In today's day and age, with technology at our fingertips (quite literally) there has been a bit of an invasion of our personal space and our privacy. Some of it is by our choosing, some of it not so much. In either case, we have had to become a little more cautious about the kind of information we share. You wonder how safe and secure our information really is, even with the biggest and in the 'safest' of places (read Edward Snowden and the NSA leak). It is not uncommon to hear of credit card data being stolen (Home Depot recently reported its information being hacked and such data being stolen). Banks, retailers and corporates all have have all been guilty of that -- or have they just been victims of circumstances?

My credit card and bank details could be lost even if they are kept 'securely' with a bank or a large corporate that spends billions of dollars on corporate security (or at least I hope they do spend some decent amount of money on it). But aren't they the ones that have zillions of passwords and keys that are needed to login to access these details? Then, how is it, I wonder that a hacker is easily able to penetrate this level of detail.

This security and password protection has achieved another level of sophistication [and possibly silliness] at some institutions. For instance, at my current employer, I have to log in to my computer at my desk using a password that is comprised of eight characters, and it must also include letters, numbers, special characters and at least one upper case letter.
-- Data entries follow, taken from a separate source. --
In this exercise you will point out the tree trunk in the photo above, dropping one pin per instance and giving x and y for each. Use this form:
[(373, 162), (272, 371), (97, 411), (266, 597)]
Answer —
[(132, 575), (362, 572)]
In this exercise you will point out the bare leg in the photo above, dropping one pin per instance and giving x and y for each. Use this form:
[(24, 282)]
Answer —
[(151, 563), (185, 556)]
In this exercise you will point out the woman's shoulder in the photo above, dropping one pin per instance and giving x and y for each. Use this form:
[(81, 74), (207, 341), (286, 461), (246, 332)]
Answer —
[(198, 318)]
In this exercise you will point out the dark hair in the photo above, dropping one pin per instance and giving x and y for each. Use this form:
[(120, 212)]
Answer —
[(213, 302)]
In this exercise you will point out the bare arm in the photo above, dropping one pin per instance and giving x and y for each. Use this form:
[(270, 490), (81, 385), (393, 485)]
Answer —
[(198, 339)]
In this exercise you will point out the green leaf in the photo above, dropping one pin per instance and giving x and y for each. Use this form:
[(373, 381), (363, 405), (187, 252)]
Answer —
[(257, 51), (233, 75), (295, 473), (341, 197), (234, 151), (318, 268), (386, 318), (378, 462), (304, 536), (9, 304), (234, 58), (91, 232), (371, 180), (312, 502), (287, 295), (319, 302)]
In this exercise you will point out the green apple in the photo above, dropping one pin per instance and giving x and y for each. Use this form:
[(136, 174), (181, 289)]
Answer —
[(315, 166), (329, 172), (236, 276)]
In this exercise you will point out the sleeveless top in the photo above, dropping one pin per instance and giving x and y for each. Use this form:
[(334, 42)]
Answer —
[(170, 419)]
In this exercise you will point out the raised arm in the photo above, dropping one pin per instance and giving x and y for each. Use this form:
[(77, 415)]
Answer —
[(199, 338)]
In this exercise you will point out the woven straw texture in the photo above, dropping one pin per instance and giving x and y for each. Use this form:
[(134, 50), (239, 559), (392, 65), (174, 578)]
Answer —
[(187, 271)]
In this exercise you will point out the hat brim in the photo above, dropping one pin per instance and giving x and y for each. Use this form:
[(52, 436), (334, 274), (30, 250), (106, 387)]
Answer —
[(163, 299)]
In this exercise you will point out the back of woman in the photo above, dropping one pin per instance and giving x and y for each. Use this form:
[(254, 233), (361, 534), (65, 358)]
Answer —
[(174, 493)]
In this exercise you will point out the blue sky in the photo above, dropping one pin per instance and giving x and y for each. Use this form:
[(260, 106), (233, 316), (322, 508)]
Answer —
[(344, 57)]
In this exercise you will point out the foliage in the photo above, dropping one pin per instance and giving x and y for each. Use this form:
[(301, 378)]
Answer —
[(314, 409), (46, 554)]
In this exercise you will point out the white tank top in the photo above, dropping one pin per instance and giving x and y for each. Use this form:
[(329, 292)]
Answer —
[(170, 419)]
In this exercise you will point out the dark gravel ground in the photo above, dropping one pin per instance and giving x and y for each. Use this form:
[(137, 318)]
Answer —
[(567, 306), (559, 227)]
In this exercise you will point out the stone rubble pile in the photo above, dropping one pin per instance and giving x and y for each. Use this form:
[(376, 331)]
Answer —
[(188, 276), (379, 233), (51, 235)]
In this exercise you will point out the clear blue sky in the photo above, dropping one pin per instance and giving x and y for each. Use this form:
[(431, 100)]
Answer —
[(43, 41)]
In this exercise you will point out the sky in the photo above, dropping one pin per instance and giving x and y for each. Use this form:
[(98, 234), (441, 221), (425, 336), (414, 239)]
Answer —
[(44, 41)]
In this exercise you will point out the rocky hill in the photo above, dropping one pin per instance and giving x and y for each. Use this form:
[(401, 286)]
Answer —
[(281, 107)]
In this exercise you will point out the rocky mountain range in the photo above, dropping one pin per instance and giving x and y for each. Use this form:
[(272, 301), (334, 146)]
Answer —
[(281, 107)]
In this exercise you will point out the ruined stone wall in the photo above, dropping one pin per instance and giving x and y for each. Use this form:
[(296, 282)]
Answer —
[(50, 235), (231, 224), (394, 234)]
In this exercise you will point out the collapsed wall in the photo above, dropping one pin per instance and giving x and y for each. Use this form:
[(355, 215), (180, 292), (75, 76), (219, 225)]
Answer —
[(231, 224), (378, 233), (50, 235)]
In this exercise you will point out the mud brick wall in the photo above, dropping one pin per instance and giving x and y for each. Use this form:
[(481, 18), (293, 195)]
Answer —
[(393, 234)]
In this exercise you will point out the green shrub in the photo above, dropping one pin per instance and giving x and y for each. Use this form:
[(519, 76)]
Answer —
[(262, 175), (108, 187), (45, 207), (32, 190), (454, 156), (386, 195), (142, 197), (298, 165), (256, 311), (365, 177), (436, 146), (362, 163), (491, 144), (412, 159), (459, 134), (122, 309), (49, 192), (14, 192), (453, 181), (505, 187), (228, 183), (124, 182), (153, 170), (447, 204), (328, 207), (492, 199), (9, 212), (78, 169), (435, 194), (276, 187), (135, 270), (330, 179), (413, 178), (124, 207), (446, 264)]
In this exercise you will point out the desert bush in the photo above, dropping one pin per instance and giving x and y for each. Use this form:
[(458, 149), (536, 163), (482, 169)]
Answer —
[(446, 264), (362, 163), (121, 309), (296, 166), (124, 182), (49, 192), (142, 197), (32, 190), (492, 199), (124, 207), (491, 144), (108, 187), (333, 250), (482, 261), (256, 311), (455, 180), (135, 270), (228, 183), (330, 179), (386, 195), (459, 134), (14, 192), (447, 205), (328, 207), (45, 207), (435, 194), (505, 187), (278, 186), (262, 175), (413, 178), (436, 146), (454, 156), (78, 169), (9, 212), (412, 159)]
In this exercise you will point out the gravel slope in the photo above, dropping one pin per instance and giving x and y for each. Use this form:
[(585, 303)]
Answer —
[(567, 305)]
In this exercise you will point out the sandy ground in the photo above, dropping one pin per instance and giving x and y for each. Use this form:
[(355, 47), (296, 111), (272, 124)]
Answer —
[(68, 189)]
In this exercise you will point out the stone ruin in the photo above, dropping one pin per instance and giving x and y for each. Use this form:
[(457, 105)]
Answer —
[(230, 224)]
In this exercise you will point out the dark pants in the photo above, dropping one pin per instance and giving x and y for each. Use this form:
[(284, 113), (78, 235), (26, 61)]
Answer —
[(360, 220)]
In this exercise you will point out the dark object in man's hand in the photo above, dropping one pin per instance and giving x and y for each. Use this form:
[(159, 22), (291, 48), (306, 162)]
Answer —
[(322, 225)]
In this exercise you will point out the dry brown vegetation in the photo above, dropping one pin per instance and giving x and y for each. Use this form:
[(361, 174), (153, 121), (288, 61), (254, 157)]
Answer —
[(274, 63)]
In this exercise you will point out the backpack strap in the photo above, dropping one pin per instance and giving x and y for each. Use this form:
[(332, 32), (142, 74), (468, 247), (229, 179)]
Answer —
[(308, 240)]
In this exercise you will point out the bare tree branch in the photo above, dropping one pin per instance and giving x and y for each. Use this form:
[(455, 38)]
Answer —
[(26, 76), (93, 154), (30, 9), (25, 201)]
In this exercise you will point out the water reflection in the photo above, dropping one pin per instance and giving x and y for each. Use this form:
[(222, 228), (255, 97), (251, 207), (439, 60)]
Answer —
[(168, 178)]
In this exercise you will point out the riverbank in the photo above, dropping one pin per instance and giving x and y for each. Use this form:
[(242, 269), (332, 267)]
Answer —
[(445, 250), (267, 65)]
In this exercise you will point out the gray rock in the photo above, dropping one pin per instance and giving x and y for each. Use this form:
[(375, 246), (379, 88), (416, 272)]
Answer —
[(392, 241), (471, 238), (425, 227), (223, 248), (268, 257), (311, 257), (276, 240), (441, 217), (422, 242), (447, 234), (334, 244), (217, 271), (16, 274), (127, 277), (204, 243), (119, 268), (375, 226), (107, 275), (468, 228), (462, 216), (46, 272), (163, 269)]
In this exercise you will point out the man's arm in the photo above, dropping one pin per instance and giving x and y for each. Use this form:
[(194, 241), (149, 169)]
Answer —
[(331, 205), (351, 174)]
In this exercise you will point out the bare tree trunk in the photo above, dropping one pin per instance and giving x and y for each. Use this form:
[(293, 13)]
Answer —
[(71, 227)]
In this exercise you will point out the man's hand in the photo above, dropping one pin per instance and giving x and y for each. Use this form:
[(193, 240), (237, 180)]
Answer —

Complex enough? Well, for me it is. I have a hard time keeping track of all the passwords and find it counter intuitive to put them in a single app that might be susceptible to the same kind of digital theft that any other data out there is. So what do I do instead?

Without revealing too many secrets, I keep it simple. I use the easiest and most intuitive key strokes to develop my latest password. But, I guess it isn't enough. I have to do this every quarter and reinvent a new set of strokes that no one else in their right mind may be able to figure out.

I've been at my current role for a year, or four quarters, and I've had to do this four times already! Each time I do it, I think "Ah, easy enough; I can reinvent a password or maybe even use an old one and it should all be fine." But no, the password gods at my firm will not have that.

Not only does the password have to be a new combination of letters, numbers, special characters, and one upper case letter, but it also has to be distinct -- so distinct that it shouldn't have been repeated for the last 24 times! Yes, you read correct... 24!!! Not 2, not 4, but 24 times!

I am busy enough that there are days when I can barely remember what I ate for lunch; how am I expected to remember or not remember my last 24 passwords? Surely if I last in this role for more than a couple of years, I'm going to have to start getting more creative. Do you think I am some creative wizard or some genius that can invent new keystrokes and passwords that no one else can decipher. Every three months, never to have been repeated for the last 24 times or eight quarters in this case?

Surely I want my data to be safe and secure. And yes, I am willing to take the necessary steps to ensure that it is. But somehow, going through this level of absurdity and to these extremes just doesn't give me the level of confidence that it will indeed be.

If anything it makes me worried that I may forget my own password and not be able to login anymore! But then again, we live in a world filled with hyperbole and paranoia, so why not extend that to our data protection too? If nothing else, it at least keeps our memory sharp.